What is a "protected" lexer rule?
What token definitions result in token objects that get sent to the parser? The answer you'd expect or the one you're used to is, "You get a Token object for every lexical rule in your lexer grammar." This is indeed the default case for ANTLR's lexer grammars.
What if you want to break up the definition of a complicated rule into multiple rules? Surely you don't want every rule to result in a complete Token object in this case. Some rules are only around to help other rules construct tokens. To distinguish these "helper" rules from rules that result in tokens, use the protected modifier. This overloading of the access-visibility Java term occurs because if the rule is not visible, it cannot be "seen" by the parser.
I now recognize this approach as a mistake.
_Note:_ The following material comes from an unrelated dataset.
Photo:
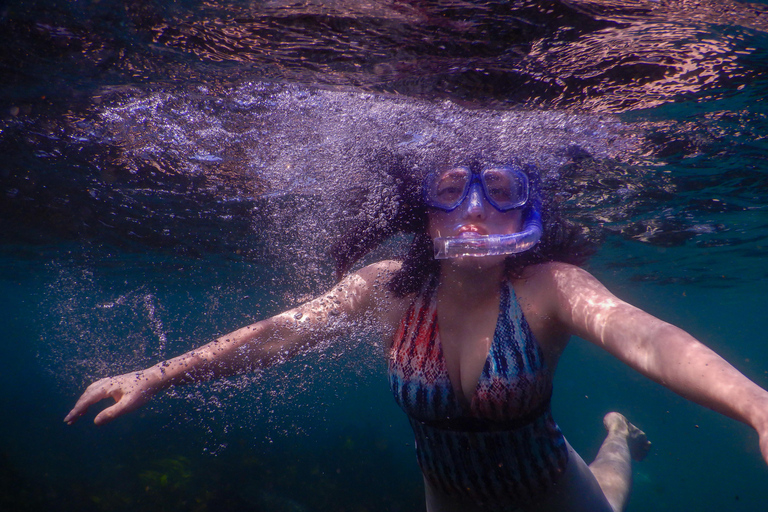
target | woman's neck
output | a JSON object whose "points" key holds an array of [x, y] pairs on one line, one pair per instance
{"points": [[469, 282]]}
I have a number of other
proposals to fix this, none that seems to satisfy everyone.
class L extends Lexer;
/** This rule is "visible" to the parser
* and a Token object is sent to the
* parser when an INT is matched.
INT : (DIGIT)+ ;
/** This rule does not result in a token
* object that is passed to the parser.
* It merely recognizes a portion of INT.
DIGIT : '0'..'9' ;
By definition, all lexical rules return Token objects (ANTLR optimizes away many of these object creations, however), but only the Token objects of non-protected rules get pulled out of the lexer itself.